20090709 - Stochastic Visibility Update
I haven't been posting what I've been working on in graphics for a while because I've been too busy with other non-graphics stuff, however vacation has given me a bunch of time to think up new ideas (of which I will ultimately only have time to try a select few).
I'm still fascinated with the problem of solving visibility for fully dynamic geometry requiring very expensive ray traversals (if ray cast or traced), but without ray casting (or tracing) and instead using what I've termed as "stochastic visibility" and blogged about. Effectively keeping a consistent tree structure of the scene as required by visibility (and shading), then only expanding and contracting the tree structure enough each frame to service rendering to the quality level required for human frame to frame perception. Stochastic visibility collides a point per scene tree node in an image space mapping to both help compute tree updates and solve for visibility. It is stochastic because the points collided are randomly positioned inside the bounding volume of the node. Collisions help prune out nodes which yield non-visible geometry. Collisions also directly solve the tree node memory allocation problem (there is no memory allocation).
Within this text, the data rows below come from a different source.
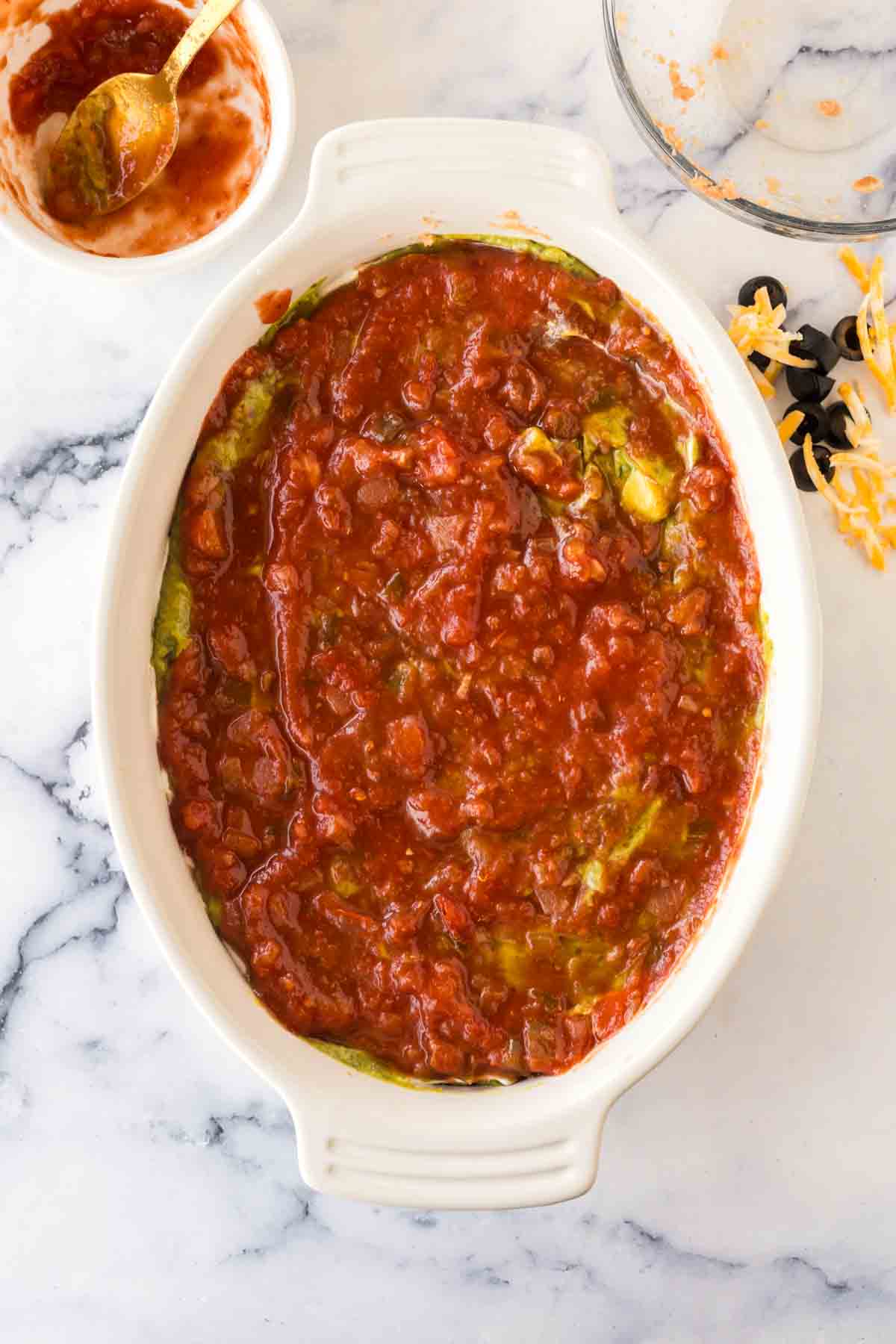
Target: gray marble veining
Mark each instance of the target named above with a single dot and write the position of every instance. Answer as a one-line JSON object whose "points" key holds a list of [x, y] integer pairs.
{"points": [[149, 1184]]}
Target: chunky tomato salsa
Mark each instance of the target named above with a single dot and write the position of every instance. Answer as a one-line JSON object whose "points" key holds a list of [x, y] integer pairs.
{"points": [[460, 662], [220, 97]]}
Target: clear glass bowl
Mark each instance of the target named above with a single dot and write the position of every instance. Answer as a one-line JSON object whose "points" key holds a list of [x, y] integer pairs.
{"points": [[778, 112]]}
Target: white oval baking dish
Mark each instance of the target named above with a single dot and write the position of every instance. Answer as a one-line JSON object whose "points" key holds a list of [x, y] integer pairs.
{"points": [[376, 186]]}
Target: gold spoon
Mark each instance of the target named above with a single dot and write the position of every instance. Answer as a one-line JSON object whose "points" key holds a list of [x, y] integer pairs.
{"points": [[120, 137]]}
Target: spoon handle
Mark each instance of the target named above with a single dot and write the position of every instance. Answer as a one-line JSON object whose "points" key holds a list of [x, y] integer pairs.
{"points": [[211, 16]]}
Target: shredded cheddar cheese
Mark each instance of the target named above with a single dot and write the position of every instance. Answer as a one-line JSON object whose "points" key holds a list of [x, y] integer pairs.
{"points": [[857, 491], [788, 423], [758, 329], [875, 332]]}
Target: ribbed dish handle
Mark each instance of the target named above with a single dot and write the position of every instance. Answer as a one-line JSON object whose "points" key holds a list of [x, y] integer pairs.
{"points": [[480, 1166], [366, 161]]}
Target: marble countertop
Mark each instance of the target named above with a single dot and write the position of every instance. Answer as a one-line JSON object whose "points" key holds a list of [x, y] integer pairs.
{"points": [[149, 1182]]}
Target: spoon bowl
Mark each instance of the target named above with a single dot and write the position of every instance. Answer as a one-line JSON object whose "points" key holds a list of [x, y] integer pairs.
{"points": [[120, 137], [114, 144]]}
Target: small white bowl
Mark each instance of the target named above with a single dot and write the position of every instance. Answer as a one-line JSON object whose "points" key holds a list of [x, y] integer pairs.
{"points": [[279, 75]]}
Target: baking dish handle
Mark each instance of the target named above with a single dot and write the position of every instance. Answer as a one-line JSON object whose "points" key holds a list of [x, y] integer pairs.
{"points": [[435, 1162], [367, 161]]}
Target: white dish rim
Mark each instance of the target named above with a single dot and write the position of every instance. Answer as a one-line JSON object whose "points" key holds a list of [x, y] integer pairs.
{"points": [[487, 1148]]}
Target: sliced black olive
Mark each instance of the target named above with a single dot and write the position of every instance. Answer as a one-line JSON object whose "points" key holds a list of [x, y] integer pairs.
{"points": [[839, 418], [798, 467], [747, 292], [845, 337], [815, 344], [815, 423], [806, 385]]}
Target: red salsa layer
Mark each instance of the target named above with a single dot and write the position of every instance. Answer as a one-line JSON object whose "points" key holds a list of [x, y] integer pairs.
{"points": [[458, 658]]}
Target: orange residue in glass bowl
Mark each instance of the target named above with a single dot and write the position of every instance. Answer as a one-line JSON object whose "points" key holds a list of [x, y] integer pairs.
{"points": [[679, 87], [671, 134]]}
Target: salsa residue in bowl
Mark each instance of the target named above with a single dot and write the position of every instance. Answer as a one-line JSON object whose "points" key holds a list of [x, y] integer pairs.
{"points": [[460, 662], [225, 120]]}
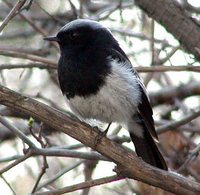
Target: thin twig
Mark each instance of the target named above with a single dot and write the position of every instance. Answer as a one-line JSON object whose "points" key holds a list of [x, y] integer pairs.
{"points": [[11, 188], [59, 174], [29, 65], [28, 57], [176, 124], [191, 156], [23, 158], [12, 13], [17, 132], [82, 185]]}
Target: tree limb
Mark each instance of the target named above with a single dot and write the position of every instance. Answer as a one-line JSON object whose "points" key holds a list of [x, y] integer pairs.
{"points": [[129, 165]]}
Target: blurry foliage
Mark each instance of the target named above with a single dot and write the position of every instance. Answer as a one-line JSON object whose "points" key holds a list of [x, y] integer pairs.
{"points": [[145, 42]]}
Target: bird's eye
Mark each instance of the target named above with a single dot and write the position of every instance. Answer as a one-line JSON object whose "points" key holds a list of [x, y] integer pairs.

I might just have have to force myself to get the per frame JPEG output working again so that I can post some videos of the older stochastic visibility working on the GTX275 prior to Siggraph 2009.
Vacation has provided some new ideas to improve upon "stochastic visibility" which I really want to get to (put here so that I don't forget),
(1.) IMPROVED TEMPORAL CONSISTENCY VS HISTORY BUFFER. Collisions would sometimes prune out a part of the required scene tree branch, and keeping persistent nodes was way too costly to do in OpenGL3 with GPGPU methods on a 8600 level graphics card. One trivial solution to this problem would be to run a pass which checks the source data for collisions and does a reduction of the source nodes keeping the highest priority node which had a collision. If I had a set of reducing resolution history buffers, I could likely insure good temporal consistency (solving the random pruning problem).
(2.) ADD PARENT LINKS. My scene tree nodes didn't have links to the parents. Was a problem for animated l-systems and particle fluid dynamics, because I wanted a physical constraint which pulled nodes back to the static position in parent (as defined as a possibly animated l-system rule). Turns out that the history buffer pass enables me to correct parent links in child nodes, even though parents move to different memory locations each frame. If this works, this GPU data structure truly becomes awesome because it solves the 1M node memory allocation problem per frame with fully dynamic trees, automatic "defragmentation" of memory, automatic regrouping for good data/branch locality and cache performance, and now nodes maintaining parent links even though all memory locations change per frame.
(3.) MULTI-LEVEL TREE UPDATE PER FRAME. With LOD transparent blend-in and a triangle based scene, I've found in previous results that I can add/prune nodes at only a LOD level per frame and effectively service visibility if I have a conservative amount of overlap. However when the screen tree goes down to the pixel or near pixel/level, the tree must be able to expand by more than one level per frame to fill visibility gaps in dynamic geometry. I'm planning on a new method where I first re-project the current node set, then do a hierarchical image space reduction to choose the highest priority nodes for varying level multi-level tree update per frame.
If all goes well, I'll be fixing the problems I had with my engine designed with only mid-range OpenGL3 GPU requirements. Sure this is distracting me from my Compute 2 CUDA work, but the market possibility of making it work on a majority of GPUs vs only DX11 and some DX10 level GPUs is just great to ignore...
Random Thoughts on Temporal and Spacial Locality
For real-time rendering, in many scenes, perhaps a large part low frequency terms to lighting don't change a lot per frame, and could probably be amortized across many frames. Could splitting lighting into different solutions for high and low frequency lighting contributions work well (we, game devs, kind of already do this, think about Gears2 SSAO)? Low frequency typically requires more samples (such as diffuse GI or AO) which could be amortized over more frames. High frequency often requires less (such as mirror reflections or spec highlights) which cannot be amortized over frames (except perhaps when faked with cubemaps). Perhaps this can be pushed more.
At some point triangles are micro-polys, or perhaps now point rendered, or perhaps voxel rendered. When we reach this point, does it make sense to begin to group these tiny things to shade by not just by spacial locality, but also by normal (or better yet sample directions required to service BRDF)? The idea being that you'd have a group of fragments, all of which likely need a very similar subset of fetched samples or raycasts (and in the low frequency diffuse case, could share lots of raycasts or samples). Note this grouping could be static in the geometry structure. Or perhaps this just means that the low frequency lighting path has built-in separate temporal reprojection with depth/normal aware low-pass filtering.
I've been thinking deferred shading via DX11 CS5 would be quite fun, but looks as if dynamic thread SIMD re-grouping overhead is just a little too expensive for many fun things (and insane amounts of fast stencil just isn't going to cut it). DX11 doesn't expose any horizontal SIMD scan instruction, so likely not for this generation (except via non-portable means on certain hardware)? Still CS opens up a huge number of deferred techniques to efficient implementations. Those who shine with DX11 CS will be finding really good ways to have lots of dynamic shadows...